TAP 1.0: Substantive comments.
Tom McGlynn
Thomas.A.McGlynn at nasa.gov
Wed Jul 15 12:44:38 PDT 2009
This message brings up a few issues I see in the actual TAP
specification. Editorial comments on the presentation in the current
document will be addressed elsewhere. I appreciate all the work that
went into the standard. Many thanks to the authors.
Tom McGlynn
1. I'm slightly concerned about the inflexibility of the URL structure
that is required for the sync/async and the asynchronous UWS hierarchy.
I can imagine that services wishing to treat these differently and while
I suppose redirects might address this is seems a little rigid. E.g., I
might want to have the async requests handled by an entirely different
server.
2. The in-line table upload feature uses the element name (e.g., as
specified in the <INPUT type=file name=xxx>) as the name of the table
but describes this outside the regular parameter discussion. Thus there
is no restriction on having table names which might conflict with
existing parameter names, e.g., request or query. However I think this
would cause problems with typical libraries that interpret CGI
parameters. [E.g., I can't see how Perl's CGI library would handle it
if the user had both a text element named REQUEST and a file upload
element named REQUEST.]
We should (imho) treat in-line uploads like all other parameters and
define a parameter namespace for uploaded in-line tables. E.g. the name
of the parameter is 'upload:xxxx', where xxxx is the name of the table.
(Any kind of prefix and separator would be fine, I'm just using the
first that comes to mind). If this namespace (e.g., 'upload:' in my
example) is reserved for file uploads, then the protocol can allow
in-line uploads using the standard POST encoding -- or even for tiny
'files' in GET requests. The relationship between the TAP protocol and
HTTP is much simpler. We have keywords and values and that's the only
thing we need to know. TAP is completely independent of the encoding used.
I think this precludes name clashes, simplifies the interface and makes
it a little more powerful. E.g., using a GET to upload a table will
usually be a toy, but it would make it easy to make a little tester URL
that could be accessed directly from a web page.
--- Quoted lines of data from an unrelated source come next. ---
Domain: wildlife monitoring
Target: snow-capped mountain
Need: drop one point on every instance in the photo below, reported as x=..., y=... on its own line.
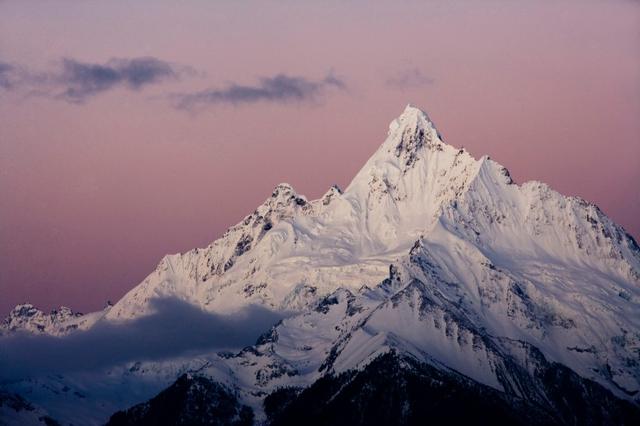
x=430, y=260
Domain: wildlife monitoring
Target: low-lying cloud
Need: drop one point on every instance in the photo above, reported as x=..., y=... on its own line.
x=281, y=88
x=83, y=80
x=75, y=81
x=176, y=328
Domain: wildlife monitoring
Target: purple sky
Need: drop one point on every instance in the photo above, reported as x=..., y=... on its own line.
x=128, y=131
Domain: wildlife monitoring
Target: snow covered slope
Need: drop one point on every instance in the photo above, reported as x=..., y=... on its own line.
x=429, y=254
x=290, y=252
x=59, y=322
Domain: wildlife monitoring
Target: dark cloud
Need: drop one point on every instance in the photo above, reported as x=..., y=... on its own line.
x=409, y=79
x=176, y=328
x=83, y=80
x=76, y=81
x=7, y=75
x=279, y=89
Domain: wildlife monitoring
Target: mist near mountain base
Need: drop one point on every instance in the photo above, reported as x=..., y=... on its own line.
x=175, y=328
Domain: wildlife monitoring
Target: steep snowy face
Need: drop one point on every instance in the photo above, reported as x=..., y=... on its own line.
x=290, y=252
x=27, y=318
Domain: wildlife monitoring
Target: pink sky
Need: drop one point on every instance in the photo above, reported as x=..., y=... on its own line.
x=94, y=194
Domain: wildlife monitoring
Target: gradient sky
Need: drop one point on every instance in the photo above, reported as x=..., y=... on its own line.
x=106, y=166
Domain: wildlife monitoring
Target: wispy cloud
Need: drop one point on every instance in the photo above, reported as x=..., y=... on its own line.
x=176, y=328
x=83, y=80
x=281, y=88
x=409, y=79
x=75, y=81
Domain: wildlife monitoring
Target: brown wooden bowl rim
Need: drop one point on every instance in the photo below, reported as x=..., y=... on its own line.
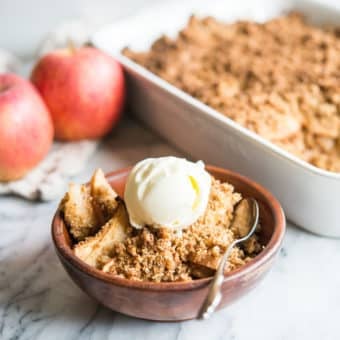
x=269, y=251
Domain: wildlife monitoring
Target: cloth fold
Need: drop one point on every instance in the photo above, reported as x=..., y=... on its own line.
x=47, y=181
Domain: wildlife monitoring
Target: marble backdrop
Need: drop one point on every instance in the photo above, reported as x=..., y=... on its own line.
x=299, y=299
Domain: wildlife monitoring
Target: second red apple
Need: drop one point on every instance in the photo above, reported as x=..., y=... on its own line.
x=83, y=89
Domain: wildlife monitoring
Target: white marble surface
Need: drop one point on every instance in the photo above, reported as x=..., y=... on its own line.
x=299, y=299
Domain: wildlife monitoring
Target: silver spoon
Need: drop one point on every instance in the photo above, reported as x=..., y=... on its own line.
x=246, y=219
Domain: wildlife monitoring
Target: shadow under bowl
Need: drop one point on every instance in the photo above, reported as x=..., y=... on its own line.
x=175, y=301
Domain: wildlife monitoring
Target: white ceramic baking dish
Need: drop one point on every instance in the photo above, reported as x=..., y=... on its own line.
x=310, y=196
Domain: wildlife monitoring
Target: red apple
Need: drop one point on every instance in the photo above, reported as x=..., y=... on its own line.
x=26, y=130
x=83, y=89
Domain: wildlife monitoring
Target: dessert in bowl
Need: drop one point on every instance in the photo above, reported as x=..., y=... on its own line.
x=161, y=271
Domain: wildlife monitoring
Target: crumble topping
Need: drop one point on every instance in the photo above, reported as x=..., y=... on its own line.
x=280, y=79
x=155, y=254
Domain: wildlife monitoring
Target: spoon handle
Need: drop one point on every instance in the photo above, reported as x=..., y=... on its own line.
x=214, y=295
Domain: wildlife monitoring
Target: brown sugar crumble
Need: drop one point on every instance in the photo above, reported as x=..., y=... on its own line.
x=280, y=79
x=163, y=255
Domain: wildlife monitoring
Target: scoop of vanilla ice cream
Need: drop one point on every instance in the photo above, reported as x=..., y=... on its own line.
x=167, y=192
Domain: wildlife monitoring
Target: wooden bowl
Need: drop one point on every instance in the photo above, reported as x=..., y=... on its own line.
x=175, y=301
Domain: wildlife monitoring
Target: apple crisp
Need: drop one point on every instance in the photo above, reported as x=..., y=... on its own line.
x=150, y=254
x=280, y=79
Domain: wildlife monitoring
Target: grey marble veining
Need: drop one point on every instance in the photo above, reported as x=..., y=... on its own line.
x=299, y=299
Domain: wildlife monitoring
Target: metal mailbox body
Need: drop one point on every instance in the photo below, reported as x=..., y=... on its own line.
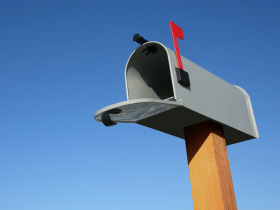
x=152, y=79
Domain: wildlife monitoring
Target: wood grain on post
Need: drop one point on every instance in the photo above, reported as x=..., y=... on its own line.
x=209, y=169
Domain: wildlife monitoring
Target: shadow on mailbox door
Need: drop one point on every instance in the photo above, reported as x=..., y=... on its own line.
x=157, y=100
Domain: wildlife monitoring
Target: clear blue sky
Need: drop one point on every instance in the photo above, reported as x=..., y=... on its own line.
x=60, y=61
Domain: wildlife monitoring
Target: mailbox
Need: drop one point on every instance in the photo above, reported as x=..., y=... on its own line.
x=157, y=100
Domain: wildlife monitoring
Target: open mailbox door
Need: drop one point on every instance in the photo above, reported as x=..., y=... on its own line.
x=157, y=100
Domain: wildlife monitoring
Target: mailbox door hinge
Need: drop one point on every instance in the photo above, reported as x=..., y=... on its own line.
x=183, y=77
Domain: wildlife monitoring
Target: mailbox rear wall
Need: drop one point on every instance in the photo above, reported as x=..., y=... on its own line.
x=208, y=95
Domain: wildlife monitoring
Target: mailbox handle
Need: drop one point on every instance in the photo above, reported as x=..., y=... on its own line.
x=177, y=32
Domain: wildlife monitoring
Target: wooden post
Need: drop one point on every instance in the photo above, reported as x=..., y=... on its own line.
x=209, y=169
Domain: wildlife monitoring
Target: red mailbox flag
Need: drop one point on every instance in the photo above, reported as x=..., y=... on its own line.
x=177, y=32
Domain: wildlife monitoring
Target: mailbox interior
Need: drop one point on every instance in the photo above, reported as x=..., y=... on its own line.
x=148, y=73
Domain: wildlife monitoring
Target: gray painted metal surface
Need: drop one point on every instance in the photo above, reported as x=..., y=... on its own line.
x=151, y=80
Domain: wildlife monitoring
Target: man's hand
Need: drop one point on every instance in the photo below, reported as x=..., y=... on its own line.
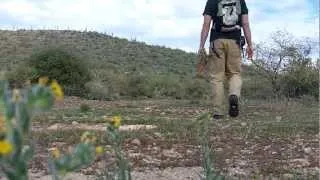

Using POST without the
multipart-mime encoding, makes it easier to pass data script to script a
la the NVO portal and could be quite useful.
This is also more extensible in the future. E.g., right now all file
uploads are required to be tables. Someday we might want to upload
files for other purposes, e.g., some kind of authentication, a
customization file, ... If this suggestion is adopted we can specify
other name spaces for those purposes as and when they arise in either
TAP or in the the language documents.
3. I'm not sure I understand what the protocol is saying in general
about the HTTP status codes and requests. E.g., if I do an asynchronous
call and I get a redirect, should I expect to get a 303 next? Is that
legal? This may be more editorial, but I think this area should be
parsed out a little more.
4. Caching and getAvailability seem to bad things to have together.
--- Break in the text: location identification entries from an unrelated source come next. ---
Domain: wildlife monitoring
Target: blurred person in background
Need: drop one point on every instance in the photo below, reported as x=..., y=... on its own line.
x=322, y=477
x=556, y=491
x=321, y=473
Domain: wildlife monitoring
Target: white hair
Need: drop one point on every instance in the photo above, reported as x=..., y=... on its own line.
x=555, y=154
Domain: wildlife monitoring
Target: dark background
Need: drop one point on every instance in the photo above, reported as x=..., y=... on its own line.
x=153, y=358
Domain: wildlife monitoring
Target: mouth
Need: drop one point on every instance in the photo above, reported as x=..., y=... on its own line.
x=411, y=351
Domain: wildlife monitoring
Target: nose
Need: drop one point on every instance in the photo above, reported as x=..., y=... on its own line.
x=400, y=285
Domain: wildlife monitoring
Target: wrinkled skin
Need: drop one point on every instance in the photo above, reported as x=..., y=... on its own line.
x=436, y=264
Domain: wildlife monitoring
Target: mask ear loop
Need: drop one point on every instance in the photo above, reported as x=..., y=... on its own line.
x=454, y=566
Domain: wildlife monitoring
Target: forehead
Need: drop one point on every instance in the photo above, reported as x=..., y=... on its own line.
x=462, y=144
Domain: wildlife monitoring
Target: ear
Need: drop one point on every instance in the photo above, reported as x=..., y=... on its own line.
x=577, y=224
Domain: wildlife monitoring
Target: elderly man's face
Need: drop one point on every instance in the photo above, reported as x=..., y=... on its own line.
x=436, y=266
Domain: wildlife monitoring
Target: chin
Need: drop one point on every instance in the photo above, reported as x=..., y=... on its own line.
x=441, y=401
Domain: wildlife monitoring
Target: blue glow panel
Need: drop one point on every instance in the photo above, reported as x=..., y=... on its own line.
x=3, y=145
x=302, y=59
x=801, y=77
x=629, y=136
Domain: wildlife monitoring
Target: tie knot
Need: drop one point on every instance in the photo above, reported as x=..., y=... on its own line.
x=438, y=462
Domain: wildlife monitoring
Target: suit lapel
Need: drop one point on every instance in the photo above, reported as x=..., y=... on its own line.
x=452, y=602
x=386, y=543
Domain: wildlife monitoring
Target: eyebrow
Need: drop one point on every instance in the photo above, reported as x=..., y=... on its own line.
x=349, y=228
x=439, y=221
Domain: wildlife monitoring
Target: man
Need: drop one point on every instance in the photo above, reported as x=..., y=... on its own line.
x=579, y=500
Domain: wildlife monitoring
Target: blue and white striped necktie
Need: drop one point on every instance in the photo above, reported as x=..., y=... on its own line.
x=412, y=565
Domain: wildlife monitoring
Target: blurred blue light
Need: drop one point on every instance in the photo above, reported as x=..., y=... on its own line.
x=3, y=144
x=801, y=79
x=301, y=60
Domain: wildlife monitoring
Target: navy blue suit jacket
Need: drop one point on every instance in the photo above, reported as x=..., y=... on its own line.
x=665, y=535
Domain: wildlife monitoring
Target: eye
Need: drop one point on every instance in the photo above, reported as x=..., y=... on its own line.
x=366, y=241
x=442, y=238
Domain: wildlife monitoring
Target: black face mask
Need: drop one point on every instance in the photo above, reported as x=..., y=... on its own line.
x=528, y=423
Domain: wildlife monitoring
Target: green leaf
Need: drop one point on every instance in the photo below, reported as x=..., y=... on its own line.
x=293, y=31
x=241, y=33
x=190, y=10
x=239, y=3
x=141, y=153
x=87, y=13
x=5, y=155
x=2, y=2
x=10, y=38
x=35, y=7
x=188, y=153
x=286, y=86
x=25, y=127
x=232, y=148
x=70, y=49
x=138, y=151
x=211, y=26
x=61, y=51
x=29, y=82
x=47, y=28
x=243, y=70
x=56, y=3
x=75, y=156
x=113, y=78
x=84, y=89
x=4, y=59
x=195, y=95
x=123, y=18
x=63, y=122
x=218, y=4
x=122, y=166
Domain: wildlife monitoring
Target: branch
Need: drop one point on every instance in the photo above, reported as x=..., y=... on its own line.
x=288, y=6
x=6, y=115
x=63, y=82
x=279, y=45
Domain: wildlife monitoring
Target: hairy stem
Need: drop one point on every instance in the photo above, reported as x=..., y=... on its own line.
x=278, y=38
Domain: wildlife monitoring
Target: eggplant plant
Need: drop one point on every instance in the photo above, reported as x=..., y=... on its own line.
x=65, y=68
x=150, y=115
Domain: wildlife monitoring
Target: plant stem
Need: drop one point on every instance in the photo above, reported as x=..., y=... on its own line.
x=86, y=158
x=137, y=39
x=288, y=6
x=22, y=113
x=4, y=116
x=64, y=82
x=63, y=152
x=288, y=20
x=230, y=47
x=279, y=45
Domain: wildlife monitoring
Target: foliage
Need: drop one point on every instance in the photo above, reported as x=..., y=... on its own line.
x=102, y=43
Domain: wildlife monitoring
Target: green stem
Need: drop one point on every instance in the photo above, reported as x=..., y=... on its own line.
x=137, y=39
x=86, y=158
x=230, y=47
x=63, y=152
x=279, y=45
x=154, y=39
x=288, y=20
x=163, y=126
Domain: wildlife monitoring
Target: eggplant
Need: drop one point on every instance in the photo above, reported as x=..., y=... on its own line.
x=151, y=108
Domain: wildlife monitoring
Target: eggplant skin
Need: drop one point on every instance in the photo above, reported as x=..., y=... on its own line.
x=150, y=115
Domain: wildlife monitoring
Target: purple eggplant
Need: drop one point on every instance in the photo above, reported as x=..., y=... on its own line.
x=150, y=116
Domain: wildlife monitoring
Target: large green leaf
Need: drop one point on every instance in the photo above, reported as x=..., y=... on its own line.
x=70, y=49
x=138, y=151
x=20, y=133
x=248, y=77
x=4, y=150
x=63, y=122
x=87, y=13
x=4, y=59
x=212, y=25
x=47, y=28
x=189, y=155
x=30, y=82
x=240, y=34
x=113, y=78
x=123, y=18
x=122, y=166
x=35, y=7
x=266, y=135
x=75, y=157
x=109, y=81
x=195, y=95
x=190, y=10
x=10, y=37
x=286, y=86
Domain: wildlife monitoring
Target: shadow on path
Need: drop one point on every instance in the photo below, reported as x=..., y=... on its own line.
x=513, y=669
Should the protocol explicitly forbid GET based getAvailability requests?
5. Returning a single result.
I'm sympathetic to Francois' comments here, but opening up the
possibility of multi-resource VOTables may substantially increase the
complexity of TAP clients. Would we allow resources within resources as
well? It's a little hard to know where to end.
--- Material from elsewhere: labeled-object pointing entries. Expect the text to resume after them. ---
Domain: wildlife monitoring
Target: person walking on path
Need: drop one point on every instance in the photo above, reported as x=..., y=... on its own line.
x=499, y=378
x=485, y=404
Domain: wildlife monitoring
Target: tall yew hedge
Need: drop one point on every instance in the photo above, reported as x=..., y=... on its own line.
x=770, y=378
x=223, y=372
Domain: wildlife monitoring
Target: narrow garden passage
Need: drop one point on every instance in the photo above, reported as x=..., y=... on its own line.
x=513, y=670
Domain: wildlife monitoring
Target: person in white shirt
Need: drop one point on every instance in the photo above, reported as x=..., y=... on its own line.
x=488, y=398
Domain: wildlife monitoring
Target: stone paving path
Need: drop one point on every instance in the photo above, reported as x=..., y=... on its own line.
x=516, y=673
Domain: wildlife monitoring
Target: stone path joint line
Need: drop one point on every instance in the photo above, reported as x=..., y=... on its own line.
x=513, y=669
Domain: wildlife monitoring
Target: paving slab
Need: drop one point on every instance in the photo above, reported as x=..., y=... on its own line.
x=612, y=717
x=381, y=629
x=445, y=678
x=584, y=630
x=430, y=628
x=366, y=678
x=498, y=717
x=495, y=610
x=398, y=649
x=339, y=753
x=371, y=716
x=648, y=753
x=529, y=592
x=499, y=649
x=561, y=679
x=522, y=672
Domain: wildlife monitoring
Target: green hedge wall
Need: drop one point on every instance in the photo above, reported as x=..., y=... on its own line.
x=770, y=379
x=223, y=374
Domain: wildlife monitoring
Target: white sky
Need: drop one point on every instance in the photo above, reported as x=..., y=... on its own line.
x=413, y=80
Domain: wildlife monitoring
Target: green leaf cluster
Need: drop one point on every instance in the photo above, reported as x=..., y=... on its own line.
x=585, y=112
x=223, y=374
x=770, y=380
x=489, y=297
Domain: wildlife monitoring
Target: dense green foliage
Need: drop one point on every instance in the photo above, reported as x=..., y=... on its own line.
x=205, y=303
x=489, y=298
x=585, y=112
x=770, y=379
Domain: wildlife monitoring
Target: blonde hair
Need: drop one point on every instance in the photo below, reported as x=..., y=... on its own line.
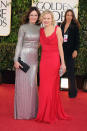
x=47, y=12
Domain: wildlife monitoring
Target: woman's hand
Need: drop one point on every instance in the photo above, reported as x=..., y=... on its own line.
x=74, y=54
x=17, y=65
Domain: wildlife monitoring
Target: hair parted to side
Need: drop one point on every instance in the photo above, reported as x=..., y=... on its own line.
x=25, y=18
x=73, y=17
x=47, y=12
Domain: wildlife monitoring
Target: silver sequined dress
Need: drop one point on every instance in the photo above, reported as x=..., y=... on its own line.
x=26, y=100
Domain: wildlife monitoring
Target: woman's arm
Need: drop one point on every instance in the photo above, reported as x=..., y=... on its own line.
x=60, y=41
x=18, y=47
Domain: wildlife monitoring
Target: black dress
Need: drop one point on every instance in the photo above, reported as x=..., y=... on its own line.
x=71, y=43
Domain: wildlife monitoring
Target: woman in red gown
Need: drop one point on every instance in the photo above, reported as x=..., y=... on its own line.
x=49, y=108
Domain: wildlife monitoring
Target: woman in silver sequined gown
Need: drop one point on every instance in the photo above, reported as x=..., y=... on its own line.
x=26, y=99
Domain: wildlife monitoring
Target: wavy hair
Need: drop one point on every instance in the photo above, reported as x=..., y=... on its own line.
x=25, y=18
A middle path might be possible though...
I believe that internally Vizier queries a master 'table' [in quotes
since I'm not sure this it is at all relational] where it finds tables
with potential matches and then queries only those tables with matches.
E.g., a URL like:
http://vizier.u-strasbg.fr/viz-bin/votable?-meta&-c=287.5%2b2.05&-c.r=5
returns a VOTable listing only the the tables which have data within
some radius (5" I think) of 287.5,2.05. This query does not actually
query these tables, but just gave metadata about the query. It's not
organized as a TAP result might be -- it puts each
table in a separate RESOURCE, but it would seem pretty easy to expose
something similar as a TAP service which returned a VOTable with a
single resource and table. Clients could either present the
intermediate results to users so they could select tables of interest,
or go ahead and query Vizier for the matching tables, recapitulating
what Vizier does internally.
The inventory service at IRSA also does this and internally the HEASARC
has a similar capability.
Some time ago there was considerable discussion of 'inventory' services
as a standard protocol at least within the NVO, perhaps that should be
revived more generally.
6. The protocol doesn't address corner cases and errors very well. E.g.,
the issue above with regard to upload names with the same name as a
parameter What are the valid characters for a table name? What happens
if invalid characters are given? It's worth trying to standardize at
least some of the common errors. Having services fail consistently is
really nice. E.g., repeated parameters are forbidden but the behavior
is undefined. It would be better to have it fail in some specified way.